日産自動車は、追浜工場(神奈川県横須賀市)で7月から2カ月間、減産することを明らかにした。同工場で生産する「ノート」「ノート オーラ」の国内販売が伸び悩んでいるため。稼働率は現状の約4割から2割程度になる可能性がある。日産は経営再建に向けて世界7工場を閉鎖する方針で、追浜工場の行方が注目されている。
日産は「各工場の生産は販売状況や計画に基づいて常に見直す」と説明。追浜工場での減産については「顧客の納期に影響が出ないよう実施する」としている。同工場の年産能力は約24万台。

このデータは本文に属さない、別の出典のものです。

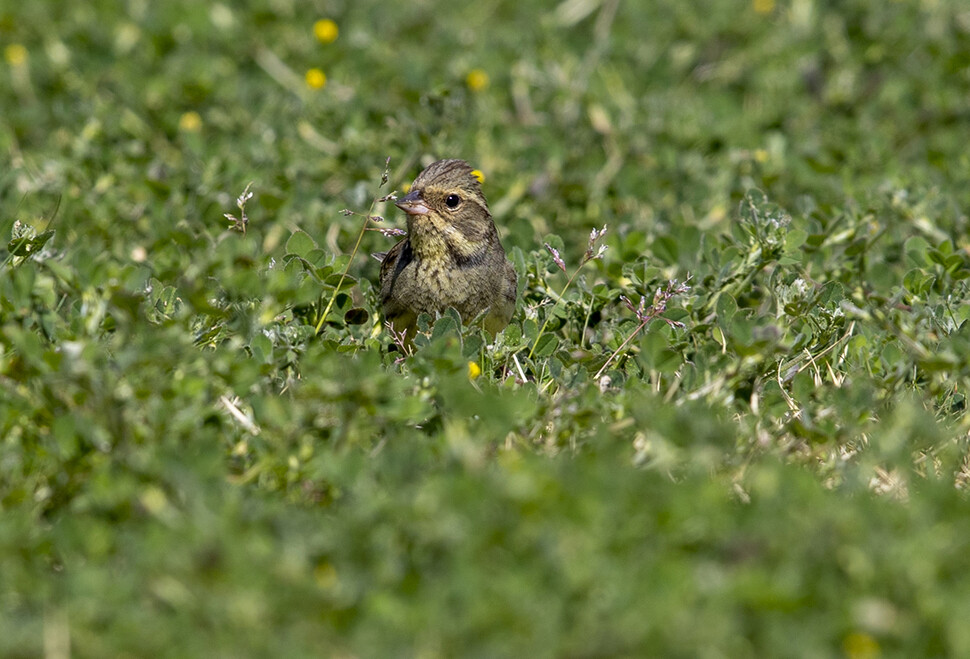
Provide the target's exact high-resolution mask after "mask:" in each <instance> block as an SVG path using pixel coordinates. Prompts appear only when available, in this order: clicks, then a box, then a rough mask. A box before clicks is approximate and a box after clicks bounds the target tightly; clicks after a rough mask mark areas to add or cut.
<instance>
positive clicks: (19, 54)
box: [3, 43, 27, 66]
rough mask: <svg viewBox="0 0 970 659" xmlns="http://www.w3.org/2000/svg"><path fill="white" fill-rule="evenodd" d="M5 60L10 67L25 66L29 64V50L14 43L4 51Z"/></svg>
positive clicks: (9, 45)
mask: <svg viewBox="0 0 970 659" xmlns="http://www.w3.org/2000/svg"><path fill="white" fill-rule="evenodd" d="M3 58H4V59H5V60H7V64H9V65H10V66H23V65H24V64H25V63H26V62H27V49H26V48H24V47H23V46H22V45H20V44H19V43H12V44H10V45H9V46H7V47H6V48H4V49H3Z"/></svg>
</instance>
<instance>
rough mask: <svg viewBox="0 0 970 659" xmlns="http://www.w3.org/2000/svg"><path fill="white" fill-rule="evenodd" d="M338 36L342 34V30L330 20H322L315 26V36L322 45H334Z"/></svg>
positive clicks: (317, 23) (332, 21)
mask: <svg viewBox="0 0 970 659" xmlns="http://www.w3.org/2000/svg"><path fill="white" fill-rule="evenodd" d="M338 34H340V29H339V28H337V24H336V23H334V22H333V21H331V20H330V19H329V18H323V19H320V20H319V21H317V22H316V23H314V24H313V36H315V37H316V38H317V41H319V42H320V43H333V42H334V41H336V40H337V35H338Z"/></svg>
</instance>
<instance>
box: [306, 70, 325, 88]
mask: <svg viewBox="0 0 970 659" xmlns="http://www.w3.org/2000/svg"><path fill="white" fill-rule="evenodd" d="M306 84H307V87H309V88H310V89H323V88H324V87H326V86H327V74H325V73H324V72H323V71H321V70H320V69H310V70H309V71H307V72H306Z"/></svg>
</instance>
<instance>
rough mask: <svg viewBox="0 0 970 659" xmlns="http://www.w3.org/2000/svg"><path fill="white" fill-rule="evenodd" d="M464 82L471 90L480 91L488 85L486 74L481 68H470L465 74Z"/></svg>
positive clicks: (486, 74)
mask: <svg viewBox="0 0 970 659" xmlns="http://www.w3.org/2000/svg"><path fill="white" fill-rule="evenodd" d="M465 84H466V85H468V88H469V89H470V90H472V91H473V92H480V91H482V90H483V89H485V88H486V87H488V74H487V73H485V72H484V71H482V70H481V69H472V70H471V71H469V72H468V75H467V76H465Z"/></svg>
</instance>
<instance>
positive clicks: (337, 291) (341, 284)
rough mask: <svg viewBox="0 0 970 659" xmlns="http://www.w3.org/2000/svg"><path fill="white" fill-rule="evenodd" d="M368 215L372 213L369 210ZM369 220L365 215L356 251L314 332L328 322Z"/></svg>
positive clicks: (351, 257) (341, 273) (315, 333)
mask: <svg viewBox="0 0 970 659" xmlns="http://www.w3.org/2000/svg"><path fill="white" fill-rule="evenodd" d="M373 210H374V206H373V204H371V211H373ZM368 215H370V212H369V211H368ZM369 221H370V220H369V218H366V217H365V218H364V221H363V222H362V223H361V226H360V233H358V234H357V242H356V243H355V244H354V251H352V252H351V253H350V260H349V261H347V266H346V267H345V268H344V271H343V272H342V273H340V279H339V280H337V287H336V288H335V289H334V291H333V295H331V296H330V301H329V302H327V308H326V309H324V310H323V314H322V315H321V316H320V320H319V321H317V327H316V329H315V330H314V334H319V333H320V329H321V328H322V327H323V324H324V323H325V322H327V316H328V315H330V310H331V309H332V308H333V303H334V301H335V300H336V299H337V295H338V294H339V293H340V287H341V286H343V283H344V279H346V278H347V273H348V272H350V265H351V264H352V263H353V262H354V257H355V256H357V250H359V249H360V241H361V240H363V239H364V232H365V231H367V222H369Z"/></svg>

ノート、ノート オーラの4月の国内販売は4470台(前年同月比25.7%減)で、1~4月の累計でも前年同期比17.1%減のペースだ。電気自動車(EV)「リーフ」の生産は4月までに終了しており、新型リーフの生産は栃木工場(栃木県上三川町)が担う。
追浜工場は閉鎖対象としても浮上しており、取引先への影響も懸念される。神奈川県や国の出先機関などは6月、「米国関税及び日産自動車生産縮小に関する対策協議会」を立ち上げ、特に中小企業への支援に力を入れる方針を示している。11日に開いた初会合では、黒岩祐治知事や金融機関のトップらが意見交換し、まずは各組織の支援策を整理する方針を決めた。7月以降、実務者レベルのワーキンググループ(WG)を設けて詳細を詰める。ニッパツやヨロズなどの部品メーカーが参画する別の官民協議体とも連携し、支援対象企業の洗い出しを進める。
協議会のまとめ役を担う神奈川産業振興センター(武井政二理事長)の担当者は「影響はサプライヤーに限らず幅広いが、日産からの情報発信に乏しく、先行きが見えない。事業者からも『漠然とした不安』の声が強い」と説明した上で「既存の支援策で対応できない部分は行政へ要望していく。影響に関する調査も定期的に実施し、WGの活動に反映したい」と語った。